Jun 27 14:21:20 computer-name systemd[1]: Starting LSB: Update dynamic domai
Jun 27 14:21:21 computer-name systemd[1]: Started LSB: Update dynamic domain
lines 1-12/12 (END)

user74091 almost 7 years

not the same ip address i used to ssh into my machine remotely
user74091 almost 7 years

so ddclient is not sufficient for these purposes?
user74091 almost 7 years

Those are both of the links I included in my question
Terrance almost 7 years

Ah, yes, sorry. What type of router do you have?
Terrance almost 7 years

And by the way, according to the documentation, this line server=dynamicdns.park-your-domain.com/getip is wrong. It should only be server=dynamicdns.park-your-domain.com
user74091 almost 7 years

Arris dg1630 I believe although I'm not looking at it right now
Terrance almost 7 years

That's OK, I was just thinking that some routers it might be easier to configure that through as they might already have preconfigured information for the service itself.
user74091 almost 7 years

Let us continue this discussion in chat.
Terrance almost 7 years

I can't chat at the moment, but check that server= line in your ddclient.conf file.
user74091 almost 7 years

i see the line, have edited the file now

user74091 almost 7 years

that returns the ip address of namecheap
endrias almost 7 years

That won't do. The DNS lookup you are conducting must return the IP address of the server at your home. i.e. the IP address of the server you are trying to ssh to.
endrias almost 7 years

Use a DDNS service like noip and run the DUC (Dynamic Update Client) in wine on your server.
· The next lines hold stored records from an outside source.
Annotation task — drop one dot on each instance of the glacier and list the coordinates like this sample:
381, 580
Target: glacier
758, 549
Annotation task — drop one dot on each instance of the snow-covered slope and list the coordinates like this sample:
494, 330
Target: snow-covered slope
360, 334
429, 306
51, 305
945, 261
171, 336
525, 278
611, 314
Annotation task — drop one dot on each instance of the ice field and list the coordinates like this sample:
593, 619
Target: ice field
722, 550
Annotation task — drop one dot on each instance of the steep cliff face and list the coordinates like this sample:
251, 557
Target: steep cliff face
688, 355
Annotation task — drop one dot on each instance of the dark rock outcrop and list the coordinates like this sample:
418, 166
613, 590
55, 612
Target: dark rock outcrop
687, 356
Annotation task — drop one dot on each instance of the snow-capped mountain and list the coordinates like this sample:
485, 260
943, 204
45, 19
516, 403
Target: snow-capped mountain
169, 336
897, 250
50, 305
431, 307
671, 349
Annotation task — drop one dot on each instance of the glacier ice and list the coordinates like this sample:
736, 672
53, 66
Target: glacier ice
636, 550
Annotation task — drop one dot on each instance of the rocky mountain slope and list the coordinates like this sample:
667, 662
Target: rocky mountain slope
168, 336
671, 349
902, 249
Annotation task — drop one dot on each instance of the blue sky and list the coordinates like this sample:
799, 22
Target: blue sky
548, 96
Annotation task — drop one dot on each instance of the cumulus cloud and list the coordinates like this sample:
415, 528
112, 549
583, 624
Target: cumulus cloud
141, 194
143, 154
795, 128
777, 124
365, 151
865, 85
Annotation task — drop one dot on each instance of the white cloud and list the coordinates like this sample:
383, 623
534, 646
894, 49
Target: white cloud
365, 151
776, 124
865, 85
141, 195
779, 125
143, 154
Then whenever your ISP changes the IP of your ADSL line, the DUC will tell the noip servers the new IP and you can use the DDNS domain name as if it were a normal domain name with a static IP. Use the DDNS domain name you will be given by noip instead of namecheap.
endrias almost 7 years

If you find the *.ddns.net domain names a bit less sexy, you can always get a free *.tk or choose from a myriad of free TLDs from FREENOM and while registering your Domain name in the FREENOM dashboard, choose forward to a certain address i.e. the *.ddns.net address you got from noip instead of opting for inserting a static IP - which you don't have.